Rest is at the top of the list of priorities. If a family feels comfortable with it, Yair will take the baby for at least two hours a day so the parent(s) can get rest without hearing the baby’s noises.
“Having a new baby can turn our world completely upside down,” said Yair, “and it is challenging to find your way to the surface. The entirety of our lives comes into the birthing space and postpartum space with us, and this process can bring up things that have been long forgotten. It is challenging to navigate all of those emotions.”
Mersereau and her husband live in Shandaken, and have family available to help out. It came as a surprise to both families when they decided to book a stay at the retreat.
“It is interesting that we chose to do this, but I’m really happy we did. When our families came to visit us, they understood why,” said Mersereau. “As soon as we came home, life intruded. That week was truly restful and supportive, and we had some really sweet bonding time.”
A stay at the retreat is $550 a night. A minimum three-night stay at Boram in New York City is $2300 a night.
Yair hopes to one day partner with investors to build a larger facility which will be able to provide a portion of in-house care on a sliding scale or at no cost. For now, Yair believes that this type of care is essential healthcare. “I was a person who would not have been able to afford to stay in my cottage, and I am conscious of that every day,” she said. I also believe, this is the type of care everyone deserves and it should exist for whoever can afford it now with the goal of it one day developing into something that will be accessible to a broader socioeconomic group.”
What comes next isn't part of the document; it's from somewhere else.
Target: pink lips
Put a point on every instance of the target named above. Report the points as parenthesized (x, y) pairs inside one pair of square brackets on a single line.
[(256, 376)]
For those who can’t swing a stay at the retreat, options like postpartum consultations, a Wednesday-night new parents group, and virtual contacts are available.
One month into parenthood, Mersereau knows she and her husband made the right choice for herself and also her family. They found it a softer landing than going home right away. “At this point, it’s all just such a blur,” she said. “So many people I know have had different postpartum experiences,and many wished they had known this was available.”